The old man talks to himself a good deal while he is fishing. He thinks it started when the boy, his fishing companion, had to stop fishing with him (Hemingway 23). He talks to his hands, a bird, a jelly fish, and the fish he is catching. He misses having the boy with him, so he makes companions out of the things around him. It may be a little strange, but no one like being all by themselves, and an unresponsive companion is better than no companion at all.
The old man has great respect for the fish he is catching. He even refers to it as his brother, and that implys that he loves the fish (Hemingway 45). However, when he sees a Portugese man-o-war he calls it a "whore" (Hemingway 22). The difference between the two is that the fish fights with its strength and the man-o-war uses treacherous stingers. So the old man respects the fish and its ability and hates the men-o-war.
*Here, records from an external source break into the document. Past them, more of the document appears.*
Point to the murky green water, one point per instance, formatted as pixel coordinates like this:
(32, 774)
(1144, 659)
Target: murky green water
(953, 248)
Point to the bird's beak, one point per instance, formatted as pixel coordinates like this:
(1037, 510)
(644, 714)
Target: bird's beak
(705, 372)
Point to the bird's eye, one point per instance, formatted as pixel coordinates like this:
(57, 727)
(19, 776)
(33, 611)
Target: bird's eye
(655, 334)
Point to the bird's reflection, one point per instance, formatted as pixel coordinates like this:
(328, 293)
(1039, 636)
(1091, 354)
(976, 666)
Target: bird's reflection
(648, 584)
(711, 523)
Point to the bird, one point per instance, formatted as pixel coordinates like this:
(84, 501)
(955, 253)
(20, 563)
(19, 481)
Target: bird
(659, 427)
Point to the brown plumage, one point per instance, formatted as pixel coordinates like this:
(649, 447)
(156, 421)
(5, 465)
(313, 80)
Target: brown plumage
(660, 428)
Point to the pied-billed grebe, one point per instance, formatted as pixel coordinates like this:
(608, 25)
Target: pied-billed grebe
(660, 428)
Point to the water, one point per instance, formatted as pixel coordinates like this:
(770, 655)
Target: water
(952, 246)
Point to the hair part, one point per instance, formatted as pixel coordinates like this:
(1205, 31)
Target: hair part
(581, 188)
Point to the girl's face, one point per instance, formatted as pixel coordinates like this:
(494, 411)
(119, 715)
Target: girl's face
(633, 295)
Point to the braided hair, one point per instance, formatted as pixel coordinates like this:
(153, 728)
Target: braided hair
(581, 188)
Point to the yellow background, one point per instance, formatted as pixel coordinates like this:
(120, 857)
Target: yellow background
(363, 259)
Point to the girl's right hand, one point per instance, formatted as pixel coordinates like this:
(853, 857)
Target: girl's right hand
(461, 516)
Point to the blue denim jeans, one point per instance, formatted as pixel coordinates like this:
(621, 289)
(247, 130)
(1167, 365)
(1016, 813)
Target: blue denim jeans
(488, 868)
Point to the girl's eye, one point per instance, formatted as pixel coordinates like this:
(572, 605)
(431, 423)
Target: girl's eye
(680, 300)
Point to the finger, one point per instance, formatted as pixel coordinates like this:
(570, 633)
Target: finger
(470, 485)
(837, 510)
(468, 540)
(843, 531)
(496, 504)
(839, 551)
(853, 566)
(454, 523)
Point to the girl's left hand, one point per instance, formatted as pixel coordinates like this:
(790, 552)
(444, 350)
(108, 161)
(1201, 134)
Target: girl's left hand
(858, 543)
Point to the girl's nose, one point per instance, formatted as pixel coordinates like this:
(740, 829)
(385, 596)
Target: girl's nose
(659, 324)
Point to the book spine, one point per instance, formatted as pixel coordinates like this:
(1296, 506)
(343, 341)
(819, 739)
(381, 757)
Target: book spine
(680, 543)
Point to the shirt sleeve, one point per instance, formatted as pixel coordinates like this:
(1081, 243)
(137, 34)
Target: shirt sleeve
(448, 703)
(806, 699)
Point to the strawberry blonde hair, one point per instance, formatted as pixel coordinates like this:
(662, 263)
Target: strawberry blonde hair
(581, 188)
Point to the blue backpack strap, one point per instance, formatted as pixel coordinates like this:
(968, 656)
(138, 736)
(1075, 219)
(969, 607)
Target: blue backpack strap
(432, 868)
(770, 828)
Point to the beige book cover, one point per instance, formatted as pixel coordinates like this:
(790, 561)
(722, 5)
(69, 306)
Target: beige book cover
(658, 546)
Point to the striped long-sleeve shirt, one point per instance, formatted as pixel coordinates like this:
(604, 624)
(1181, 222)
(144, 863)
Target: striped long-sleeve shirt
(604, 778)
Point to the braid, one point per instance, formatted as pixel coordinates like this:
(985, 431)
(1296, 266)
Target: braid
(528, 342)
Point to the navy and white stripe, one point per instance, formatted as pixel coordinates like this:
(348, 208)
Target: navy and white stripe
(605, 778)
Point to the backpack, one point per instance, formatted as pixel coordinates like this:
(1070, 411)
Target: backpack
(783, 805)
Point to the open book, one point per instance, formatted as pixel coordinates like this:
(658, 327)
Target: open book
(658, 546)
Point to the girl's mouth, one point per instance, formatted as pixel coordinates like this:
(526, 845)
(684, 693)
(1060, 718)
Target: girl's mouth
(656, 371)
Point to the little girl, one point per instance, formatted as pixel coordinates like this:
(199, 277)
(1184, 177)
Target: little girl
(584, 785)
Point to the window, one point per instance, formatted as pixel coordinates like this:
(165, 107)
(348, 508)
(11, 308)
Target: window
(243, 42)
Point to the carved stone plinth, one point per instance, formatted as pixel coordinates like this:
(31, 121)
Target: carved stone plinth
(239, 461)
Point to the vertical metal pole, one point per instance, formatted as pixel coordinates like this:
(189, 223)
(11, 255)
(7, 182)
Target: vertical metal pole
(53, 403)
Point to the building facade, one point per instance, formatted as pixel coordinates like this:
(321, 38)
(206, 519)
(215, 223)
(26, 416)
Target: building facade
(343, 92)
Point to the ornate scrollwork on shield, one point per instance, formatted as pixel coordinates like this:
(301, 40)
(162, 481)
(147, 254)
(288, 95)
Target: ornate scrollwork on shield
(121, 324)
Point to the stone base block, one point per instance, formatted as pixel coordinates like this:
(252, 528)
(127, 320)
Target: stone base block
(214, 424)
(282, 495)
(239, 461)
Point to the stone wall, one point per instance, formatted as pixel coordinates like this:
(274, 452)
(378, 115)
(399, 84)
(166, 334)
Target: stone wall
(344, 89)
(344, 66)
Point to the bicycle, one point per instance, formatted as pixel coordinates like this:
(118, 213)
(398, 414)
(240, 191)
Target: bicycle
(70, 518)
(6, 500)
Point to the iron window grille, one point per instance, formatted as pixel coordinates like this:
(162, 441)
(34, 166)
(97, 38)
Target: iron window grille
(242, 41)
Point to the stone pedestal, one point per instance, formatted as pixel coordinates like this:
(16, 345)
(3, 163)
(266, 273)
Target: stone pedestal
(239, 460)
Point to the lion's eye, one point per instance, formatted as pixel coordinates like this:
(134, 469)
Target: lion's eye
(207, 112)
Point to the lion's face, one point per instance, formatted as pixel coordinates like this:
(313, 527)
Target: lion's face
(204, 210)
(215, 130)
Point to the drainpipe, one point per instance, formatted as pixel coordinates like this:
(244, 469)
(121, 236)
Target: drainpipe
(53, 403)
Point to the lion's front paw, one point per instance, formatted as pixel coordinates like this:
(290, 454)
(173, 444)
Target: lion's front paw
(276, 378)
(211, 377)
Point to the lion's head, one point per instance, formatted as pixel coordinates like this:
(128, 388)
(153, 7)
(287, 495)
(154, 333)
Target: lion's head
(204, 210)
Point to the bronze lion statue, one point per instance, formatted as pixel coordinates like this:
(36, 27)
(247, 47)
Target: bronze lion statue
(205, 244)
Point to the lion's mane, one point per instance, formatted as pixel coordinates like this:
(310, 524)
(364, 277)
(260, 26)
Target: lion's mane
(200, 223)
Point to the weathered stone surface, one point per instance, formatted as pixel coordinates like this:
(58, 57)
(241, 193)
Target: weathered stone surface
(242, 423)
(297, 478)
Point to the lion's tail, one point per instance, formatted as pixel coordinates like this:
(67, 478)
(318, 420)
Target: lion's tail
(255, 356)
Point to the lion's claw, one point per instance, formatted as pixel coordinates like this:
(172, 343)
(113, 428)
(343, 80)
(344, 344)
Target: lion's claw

What I really caught was that Hemingway gave the old man a hero to look up to. Once when the old man gets tired and lets his mind wander he thinks of "the great Dimaggio" and wonders how he would do fishing (Hemingway 35). He tries very had because he wants to be as much like his hero as possible, and work through whatever pain he has (Hemingway 35). Everyone needs a hero, and even if it is not a driving force in a person's life to be like their hero, people still work harder and aspire to higher things because of their heroes.
These details in the old man's character make him seem very real. It is because of them that, while reading the story, I was half wondering whether or not the story was true.
Hemingway, Ernest. The Old Man and the Sea. New York: Scribner, 2003. Print.